Le 3 octobre 2015, la société KME a déclaré un vol de matériel sur un chantier, indiquant avoir loué à un façadier, la Société Couserans, chargée du ravalement de façades de l’EHPAD de la Commune de Tuchan, 1.900 mètres linéaires (ml) d’échafaudages pour une durée d’un mois, suivant deux procès-verbaux de réception de travaux d’échafaudages en date des 30 juin et 2 juillet 2015. Elle a porté plainte auprès de la gendarmerie de Beauzelle.
L’assureur a opposé à son assurée un refus de prise en charge du sinistre au motif que le préjudice déclaré portait sur 1900 mètres de linéaires alors que le chantier de Tuchan n’en comportait que 265.
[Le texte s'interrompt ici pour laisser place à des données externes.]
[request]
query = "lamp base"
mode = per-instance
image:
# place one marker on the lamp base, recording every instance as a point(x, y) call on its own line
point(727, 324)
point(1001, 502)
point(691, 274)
Déboutée de ses demandes de provision et d’expertise par ordonnance de référé du 9 mai 2016, par acte d’huissier délivré le 20 juillet 2016, la Sarl KME Structures Echafaudages a fait assigner la Société Mutuelles d’Assurance du Bâtiment et des Travaux Publics (Smabtp) en paiement, sous le bénéfice de l’exécution provisoire, des sommes de 140 220 € correspondant au remplacement du matériel volé, 40 000 € au titre du préjudice subi du fait de la non-prise en charge par l’assurance du sinistre, de 12 642,78 € correspondant au paiement des cotisations d’assurances devenues sans objet depuis le 12 juin 2014 et enfin de 4 000 € sur le fondement de l’article 700 du code de procédure
civile et les entiers dépens.
Par jugement du 8 février 2019, le Tribunal de grande instance de Toulouse a :
— débouté la Sarl KME Structures Echafaudages de l’ensemble de ses demandes,
— condamné la Sarl KME Structures Echafaudages à payer à la Smabtp la somme de 3.000 € au titre de l’article 700 du code de procédure civile,
— rejeté toutes demandes autres ou plus amples formées par les parties,
— condamné la Sarl KME Structures Echafaudages aux dépens,
— dit n’y avoir lieu à exécution provisoire de la présente décision.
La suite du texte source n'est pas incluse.